Goodhart's law. Optimize a metric long enough and the metric stops being a metric. We do not gradient-descent the mixture weights against the recon-QA fidelity score — the loop is held out as a fitness gate, not used as a training loss. Mixture weights are heuristic and fixed before recon-QA runs. The price is that the weights are not optimal; the price of the alternative is that the score becomes meaningless.
Cohen's κ and the Landis-Koch scale. A free local judge is cheap to
run but suspect; a paid cloud judge is the reference but cannot be the
default. Cohen's κ between gemma3:4b and Sonnet 4.6 on identical
predictions came in at 0.469 — "moderate" agreement per the
Landis-Koch convention. Usable as a routine cheap proxy; not a
substitute for definitive scoring. We publish κ instead of raw
accuracy so the dispersion is legible.
Same-family judge agreement. When the judge model and the generator model share a backbone or training corpus, they tend to concur unfairly. The pipeline avoids this by contract: Gemma judges Qwen reconstructions; no Qwen judging Qwen. The cross-family choice is the architecture, not a robustness ablation. The cheap-judge κ above measures how much this default already costs you.
Sign agreement under a noisy magnitude. The label-weight ablation produced Δ=+0.053 with 95 % paired CI [−0.004, +0.109] — the magnitude crosses zero on the lower bound. The per-corpus signs, separately, were 3 / 3 positive (+0.100 / +0.028 / +0.021). Direction reproduces; magnitude wobbles. We report both and call the CI a qualifier on the magnitude, not a retraction of the direction.
Graceful degradation as contract. A pipeline that breaks when one piece fails is brittle. Each signal in the mixture is optional — missing labels, their weight drops out; missing spans, the four tier-terms collapse to zero. The system degrades to a density baseline. A single-classifier gatekeeper design has no analog for this; we picked the weighted-sum mixture in part for exactly this property.
One corpus, one user. 573 pairs from the maintainer's Claude Code sessions. Magnitudes are not portable; the methodology is what reproduces. A scaling story across users does not exist yet — it requires others running on their own substrate and reporting back. What this means for you: your absolute numbers will be different; the direction of effects should reproduce, the magnitudes likely will not.
Most substrate consumers are not shipped here. Three do ship — compaction, schema extraction, and recap; misstep, session-narrative, FKMF, and misstep-foreign-models are listed in the consumer table because they exist and read this substrate format, but their code lives in adjacent projects. They are not packaged in this repo and they are not publicly available. They support the architectural claim ("the substrate has more than one reader"); they do not give you running tools today. What this means for you: if you install weighted-compact, you get the compaction reader and the substrate. You do not get the other four. The substrate format itself is what you can build on.
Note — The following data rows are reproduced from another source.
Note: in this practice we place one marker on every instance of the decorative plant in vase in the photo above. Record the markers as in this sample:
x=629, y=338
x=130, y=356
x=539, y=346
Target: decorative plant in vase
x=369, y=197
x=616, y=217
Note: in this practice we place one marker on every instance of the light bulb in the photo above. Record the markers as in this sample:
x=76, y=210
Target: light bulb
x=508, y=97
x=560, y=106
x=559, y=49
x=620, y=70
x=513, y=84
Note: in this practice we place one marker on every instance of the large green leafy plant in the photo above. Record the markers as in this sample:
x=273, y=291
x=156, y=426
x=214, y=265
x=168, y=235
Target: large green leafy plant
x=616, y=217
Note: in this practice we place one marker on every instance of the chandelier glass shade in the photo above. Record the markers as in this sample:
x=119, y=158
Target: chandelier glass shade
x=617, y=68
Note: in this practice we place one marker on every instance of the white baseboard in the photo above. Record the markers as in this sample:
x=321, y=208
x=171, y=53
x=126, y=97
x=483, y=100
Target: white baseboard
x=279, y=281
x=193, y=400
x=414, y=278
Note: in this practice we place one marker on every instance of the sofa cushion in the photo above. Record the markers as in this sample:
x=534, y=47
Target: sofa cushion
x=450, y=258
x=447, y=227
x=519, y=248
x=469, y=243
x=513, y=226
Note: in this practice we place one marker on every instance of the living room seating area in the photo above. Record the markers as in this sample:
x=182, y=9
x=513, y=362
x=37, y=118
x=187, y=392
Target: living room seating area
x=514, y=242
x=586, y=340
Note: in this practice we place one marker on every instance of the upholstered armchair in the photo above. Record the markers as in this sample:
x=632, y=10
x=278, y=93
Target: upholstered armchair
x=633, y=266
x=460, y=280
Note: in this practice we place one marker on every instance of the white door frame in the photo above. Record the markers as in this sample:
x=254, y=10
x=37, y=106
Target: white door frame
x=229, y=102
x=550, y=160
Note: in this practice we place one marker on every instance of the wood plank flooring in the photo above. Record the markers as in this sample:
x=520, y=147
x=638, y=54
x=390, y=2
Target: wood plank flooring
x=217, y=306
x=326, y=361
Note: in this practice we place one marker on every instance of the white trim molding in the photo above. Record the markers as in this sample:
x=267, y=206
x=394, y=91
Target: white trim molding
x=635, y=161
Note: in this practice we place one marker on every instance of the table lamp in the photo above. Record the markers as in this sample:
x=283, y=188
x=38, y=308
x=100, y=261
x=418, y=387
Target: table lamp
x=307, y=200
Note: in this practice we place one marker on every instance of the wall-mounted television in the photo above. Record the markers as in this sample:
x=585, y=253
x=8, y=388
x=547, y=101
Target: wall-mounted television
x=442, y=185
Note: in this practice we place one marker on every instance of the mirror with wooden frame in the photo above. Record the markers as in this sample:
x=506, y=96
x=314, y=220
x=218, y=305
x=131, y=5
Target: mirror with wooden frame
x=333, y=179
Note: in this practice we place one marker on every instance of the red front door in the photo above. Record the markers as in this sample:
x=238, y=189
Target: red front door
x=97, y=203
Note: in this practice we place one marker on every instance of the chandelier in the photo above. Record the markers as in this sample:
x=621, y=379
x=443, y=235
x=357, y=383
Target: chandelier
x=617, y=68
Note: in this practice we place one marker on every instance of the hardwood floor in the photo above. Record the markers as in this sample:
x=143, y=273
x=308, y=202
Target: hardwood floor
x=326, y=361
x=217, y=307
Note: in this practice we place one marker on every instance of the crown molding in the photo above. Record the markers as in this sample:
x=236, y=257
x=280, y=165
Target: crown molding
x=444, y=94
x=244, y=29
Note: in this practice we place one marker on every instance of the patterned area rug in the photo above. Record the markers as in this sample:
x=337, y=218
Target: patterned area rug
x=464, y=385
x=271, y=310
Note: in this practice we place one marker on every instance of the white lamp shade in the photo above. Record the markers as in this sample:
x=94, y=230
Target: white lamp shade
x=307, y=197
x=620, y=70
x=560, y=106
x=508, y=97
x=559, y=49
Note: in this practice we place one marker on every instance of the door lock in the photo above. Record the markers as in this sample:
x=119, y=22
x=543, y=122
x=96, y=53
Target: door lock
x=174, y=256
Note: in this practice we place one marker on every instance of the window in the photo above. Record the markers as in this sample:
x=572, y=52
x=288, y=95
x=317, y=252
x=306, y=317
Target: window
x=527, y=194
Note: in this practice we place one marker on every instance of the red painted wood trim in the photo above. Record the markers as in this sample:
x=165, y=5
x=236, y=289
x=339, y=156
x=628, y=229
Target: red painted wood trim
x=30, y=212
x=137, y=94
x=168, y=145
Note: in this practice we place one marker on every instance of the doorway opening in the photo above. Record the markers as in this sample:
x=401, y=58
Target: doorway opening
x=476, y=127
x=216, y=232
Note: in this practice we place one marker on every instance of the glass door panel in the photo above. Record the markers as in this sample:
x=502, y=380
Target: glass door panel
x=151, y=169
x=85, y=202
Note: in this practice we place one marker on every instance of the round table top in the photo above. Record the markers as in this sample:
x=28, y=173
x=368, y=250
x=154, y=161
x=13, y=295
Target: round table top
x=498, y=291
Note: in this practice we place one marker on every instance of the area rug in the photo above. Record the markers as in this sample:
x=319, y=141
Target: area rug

The /compact comparator is a local-LLM simulation, not the real
/compact. The 8-pp gap in the headline is against a
qwen2.5:7b-driven summariser, because Anthropic's actual /compact
prompt is closed and not in the harness. Replacing this with captured
real-/compact traces is filed for v0.3 and is the single change
that would harden the headline most.
What this means for you: read the 8-pp result as "structured
selection beats one-pass local-LLM summarisation on this corpus",
not "weighted-compact beats Claude Code /compact". The second
claim has not been measured.
Per-question fidelity floor is 3.8 %. Most pair-specific detail is genuinely lost on compaction; what survives is anchor-rich content (entities, paths, numbers, short verbatim). This is the absolute starting position, not a regression. What this means for you: expect that most fine detail vanishes at the compact boundary without intervention. The substrate's job is to make what survives match what you marked — not to restore everything.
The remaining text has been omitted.